A iniciativa integra um conjunto de ações lideradas pela parlamentar para enfrentar o avanço da privatização dos rios amazônicos. Além do pedido de audiência, Célia anunciou a criação de um Grupo de Trabalho no âmbito da Frente Parlamentar Indígena para acompanhar os impactos das medidas e articular respostas legislativas em defesa dos territórios e dos povos tradicionais.
“O que está em jogo não é apenas um modelo de infraestrutura, mas a própria vida dos povos da floresta. Os rios são nossos territórios, nossa memória, nossa segurança alimentar e espiritual. Não aceitaremos que sejam transformados em mercadoria sem diálogo, sem estudos e sem respeito aos nossos direitos”, afirmou a deputada.

No requerimento, Célia destaca que a inclusão das hidrovias no Programa Nacional de Desestatização representa um impacto ambiental, social, cultural, espiritual e territorial profundo para povos indígenas, ribeirinhos, extrativistas e comunidades tradicionais que dependem diretamente desses rios para sua sobrevivência.

A deputada também aponta que o Decreto nº 12.600/2025 foi editado sem a realização de consulta livre, prévia e informada, como determina o artigo 231 da Constituição Federal e a Convenção nº 169 da Organização Internacional do Trabalho (OIT), da qual o Brasil é signatário. Além disso, há preocupação com a ausência de estudos amplos e transparentes sobre os impactos socioambientais cumulativos das dragagens, concessões e do aumento do tráfego hidroviário.

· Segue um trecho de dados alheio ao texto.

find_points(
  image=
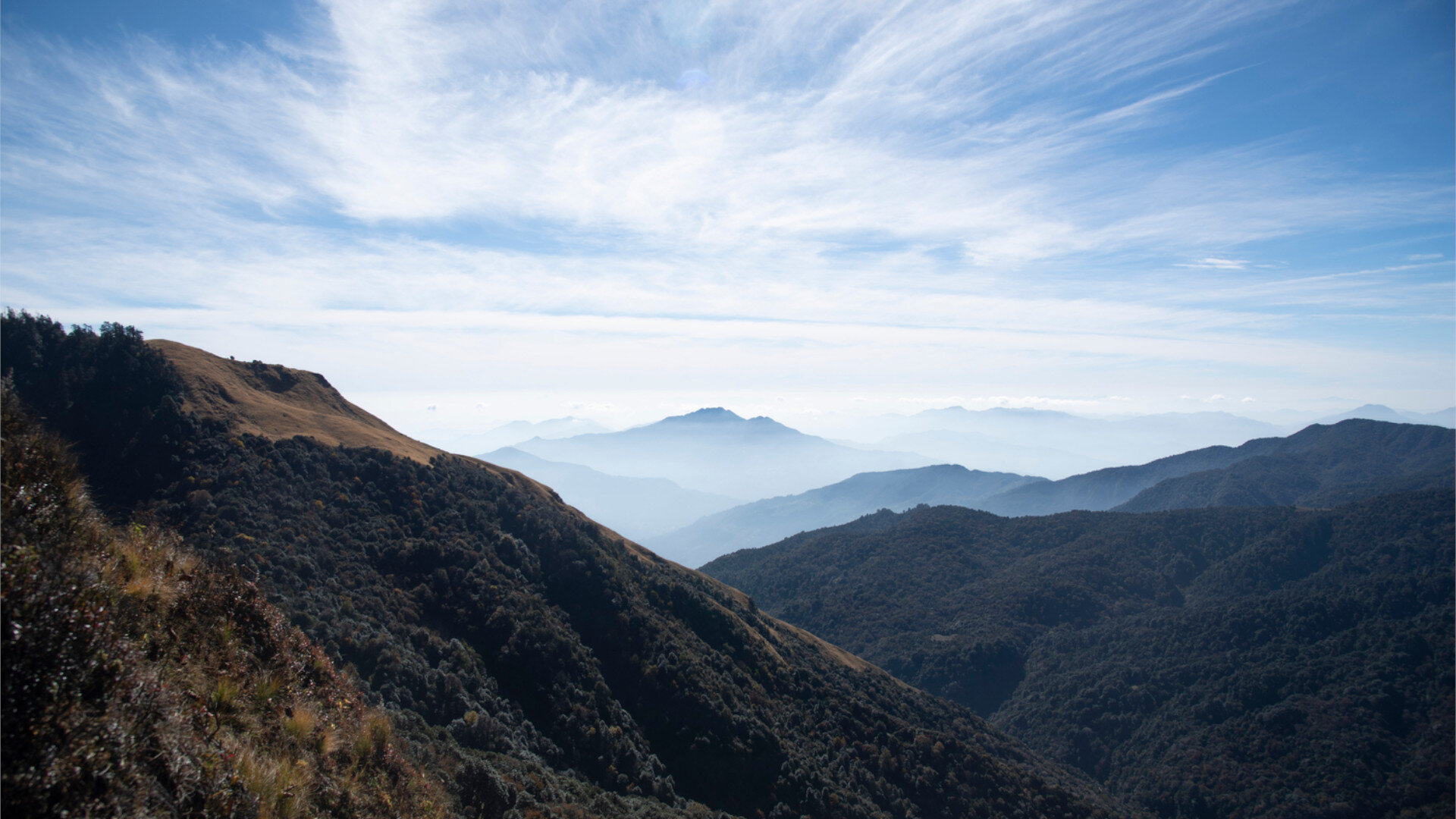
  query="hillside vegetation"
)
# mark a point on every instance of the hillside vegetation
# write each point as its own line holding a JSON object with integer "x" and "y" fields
{"x": 1223, "y": 662}
{"x": 1320, "y": 465}
{"x": 140, "y": 682}
{"x": 500, "y": 627}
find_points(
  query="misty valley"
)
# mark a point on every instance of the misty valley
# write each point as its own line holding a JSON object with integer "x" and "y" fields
{"x": 231, "y": 592}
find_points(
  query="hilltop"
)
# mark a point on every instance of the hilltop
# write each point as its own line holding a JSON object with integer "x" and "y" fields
{"x": 717, "y": 450}
{"x": 500, "y": 627}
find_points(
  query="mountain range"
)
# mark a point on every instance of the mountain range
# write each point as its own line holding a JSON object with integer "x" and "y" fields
{"x": 772, "y": 519}
{"x": 525, "y": 659}
{"x": 717, "y": 450}
{"x": 635, "y": 507}
{"x": 1332, "y": 460}
{"x": 1213, "y": 662}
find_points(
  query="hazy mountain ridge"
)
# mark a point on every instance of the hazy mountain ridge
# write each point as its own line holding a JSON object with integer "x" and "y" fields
{"x": 770, "y": 519}
{"x": 494, "y": 620}
{"x": 635, "y": 507}
{"x": 717, "y": 450}
{"x": 1274, "y": 662}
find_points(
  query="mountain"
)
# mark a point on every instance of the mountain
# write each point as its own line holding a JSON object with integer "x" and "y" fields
{"x": 715, "y": 450}
{"x": 984, "y": 452}
{"x": 637, "y": 507}
{"x": 1046, "y": 442}
{"x": 772, "y": 519}
{"x": 1104, "y": 488}
{"x": 1382, "y": 413}
{"x": 1341, "y": 455}
{"x": 516, "y": 431}
{"x": 1216, "y": 662}
{"x": 191, "y": 697}
{"x": 1318, "y": 466}
{"x": 533, "y": 659}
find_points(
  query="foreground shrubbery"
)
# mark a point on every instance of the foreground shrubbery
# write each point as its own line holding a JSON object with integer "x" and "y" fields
{"x": 532, "y": 659}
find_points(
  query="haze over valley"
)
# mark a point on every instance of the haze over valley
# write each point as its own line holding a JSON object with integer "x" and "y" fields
{"x": 728, "y": 410}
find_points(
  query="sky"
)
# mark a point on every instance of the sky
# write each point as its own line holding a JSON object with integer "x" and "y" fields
{"x": 468, "y": 213}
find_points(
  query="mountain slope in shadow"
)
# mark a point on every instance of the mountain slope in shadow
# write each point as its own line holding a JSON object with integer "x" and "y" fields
{"x": 503, "y": 627}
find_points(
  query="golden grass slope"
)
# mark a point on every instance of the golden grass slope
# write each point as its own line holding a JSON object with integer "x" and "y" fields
{"x": 278, "y": 403}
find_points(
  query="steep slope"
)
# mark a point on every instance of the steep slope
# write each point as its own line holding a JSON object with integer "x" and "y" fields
{"x": 1220, "y": 662}
{"x": 715, "y": 450}
{"x": 1318, "y": 466}
{"x": 772, "y": 519}
{"x": 1353, "y": 444}
{"x": 1053, "y": 444}
{"x": 506, "y": 629}
{"x": 139, "y": 682}
{"x": 637, "y": 507}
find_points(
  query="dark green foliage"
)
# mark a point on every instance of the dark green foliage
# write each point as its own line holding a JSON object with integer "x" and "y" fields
{"x": 1320, "y": 465}
{"x": 1215, "y": 662}
{"x": 453, "y": 589}
{"x": 109, "y": 394}
{"x": 137, "y": 684}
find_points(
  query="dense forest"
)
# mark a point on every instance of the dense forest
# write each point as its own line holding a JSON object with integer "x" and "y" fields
{"x": 500, "y": 629}
{"x": 1320, "y": 465}
{"x": 1220, "y": 662}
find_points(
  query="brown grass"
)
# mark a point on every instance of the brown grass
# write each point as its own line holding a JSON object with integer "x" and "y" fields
{"x": 280, "y": 403}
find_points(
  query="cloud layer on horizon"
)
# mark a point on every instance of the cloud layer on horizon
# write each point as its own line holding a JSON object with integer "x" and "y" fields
{"x": 726, "y": 190}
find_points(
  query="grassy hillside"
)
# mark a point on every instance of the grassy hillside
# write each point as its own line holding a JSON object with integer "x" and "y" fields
{"x": 501, "y": 627}
{"x": 140, "y": 682}
{"x": 1225, "y": 662}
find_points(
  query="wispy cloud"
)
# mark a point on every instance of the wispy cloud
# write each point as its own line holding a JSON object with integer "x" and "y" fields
{"x": 842, "y": 186}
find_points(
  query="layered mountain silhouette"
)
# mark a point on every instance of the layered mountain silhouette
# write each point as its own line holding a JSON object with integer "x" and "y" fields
{"x": 516, "y": 431}
{"x": 1318, "y": 466}
{"x": 772, "y": 519}
{"x": 1326, "y": 464}
{"x": 717, "y": 450}
{"x": 1382, "y": 413}
{"x": 1216, "y": 662}
{"x": 637, "y": 507}
{"x": 1053, "y": 444}
{"x": 529, "y": 657}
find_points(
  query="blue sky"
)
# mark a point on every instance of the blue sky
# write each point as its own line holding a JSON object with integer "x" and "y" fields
{"x": 622, "y": 210}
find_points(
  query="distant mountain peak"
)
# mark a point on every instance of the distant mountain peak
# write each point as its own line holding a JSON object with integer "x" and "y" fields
{"x": 707, "y": 414}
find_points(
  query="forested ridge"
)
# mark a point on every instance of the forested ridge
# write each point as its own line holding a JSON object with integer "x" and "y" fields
{"x": 501, "y": 629}
{"x": 1220, "y": 662}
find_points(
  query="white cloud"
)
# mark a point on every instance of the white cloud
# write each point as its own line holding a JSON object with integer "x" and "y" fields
{"x": 1215, "y": 262}
{"x": 539, "y": 199}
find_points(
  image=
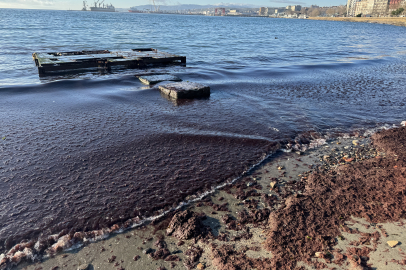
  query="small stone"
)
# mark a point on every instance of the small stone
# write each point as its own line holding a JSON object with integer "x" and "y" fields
{"x": 392, "y": 243}
{"x": 147, "y": 251}
{"x": 83, "y": 267}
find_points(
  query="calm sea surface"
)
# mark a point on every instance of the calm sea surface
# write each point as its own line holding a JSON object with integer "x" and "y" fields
{"x": 85, "y": 151}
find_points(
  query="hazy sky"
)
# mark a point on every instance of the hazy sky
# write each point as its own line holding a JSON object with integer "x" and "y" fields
{"x": 77, "y": 4}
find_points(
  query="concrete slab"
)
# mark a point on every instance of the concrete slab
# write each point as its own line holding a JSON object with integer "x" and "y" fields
{"x": 153, "y": 79}
{"x": 185, "y": 90}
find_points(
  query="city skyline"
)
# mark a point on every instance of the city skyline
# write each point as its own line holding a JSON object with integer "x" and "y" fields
{"x": 64, "y": 5}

A audiência pública deverá reunir representantes dos povos indígenas e comunidades tradicionais das regiões afetadas, membros do Poder Executivo, além de entidades como a Articulação dos Povos Indígenas do Brasil (APIB) e a Coordenação das Organizações Indígenas da Amazônia Brasileira (Coiab).

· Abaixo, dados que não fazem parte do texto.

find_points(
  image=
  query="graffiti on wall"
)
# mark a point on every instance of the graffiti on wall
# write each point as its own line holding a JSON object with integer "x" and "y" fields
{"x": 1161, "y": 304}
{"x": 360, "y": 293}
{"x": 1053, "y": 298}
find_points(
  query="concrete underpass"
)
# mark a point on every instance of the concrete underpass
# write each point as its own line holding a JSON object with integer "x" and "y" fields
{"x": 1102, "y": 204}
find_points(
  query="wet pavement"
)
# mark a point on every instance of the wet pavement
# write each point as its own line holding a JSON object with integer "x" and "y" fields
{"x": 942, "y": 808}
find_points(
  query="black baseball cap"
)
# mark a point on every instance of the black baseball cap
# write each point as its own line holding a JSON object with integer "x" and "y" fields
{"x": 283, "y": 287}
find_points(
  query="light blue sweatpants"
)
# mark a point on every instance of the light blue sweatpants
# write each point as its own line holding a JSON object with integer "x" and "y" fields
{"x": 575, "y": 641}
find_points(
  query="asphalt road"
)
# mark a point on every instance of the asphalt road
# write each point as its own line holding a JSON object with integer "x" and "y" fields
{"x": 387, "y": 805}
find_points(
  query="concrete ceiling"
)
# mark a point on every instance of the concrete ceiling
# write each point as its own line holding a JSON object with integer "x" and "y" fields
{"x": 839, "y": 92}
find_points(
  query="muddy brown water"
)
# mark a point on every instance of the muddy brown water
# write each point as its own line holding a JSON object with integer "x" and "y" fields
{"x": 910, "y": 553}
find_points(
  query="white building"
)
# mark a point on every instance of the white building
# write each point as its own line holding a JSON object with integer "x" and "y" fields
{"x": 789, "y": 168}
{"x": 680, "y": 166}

Para Célia Xakriabá, o debate é fundamental para garantir que o Congresso cumpra seu papel constitucional de fiscalização. “O Parlamento não pode ser cúmplice de decisões tomadas a portas fechadas. Precisamos dar voz a quem vive nos territórios e sofre diretamente as consequências dessas políticas”, ressaltou.

A criação do Grupo de Trabalho e o pedido de audiência pública foram definidos durante agenda da deputada em Santarém (PA), em diálogo com os povos do Baixo, Médio e Alto Tapajós, que estão mobilizados desde janeiro em defesa de seus rios e territórios.

Segundo a parlamentar, a mobilização no Tapajós expressa uma luta de dimensão nacional, que pode atingir outros territórios estratégicos do país. “Defender os rios amazônicos é defender a democracia, os direitos humanos e o futuro climático do Brasil”, concluiu.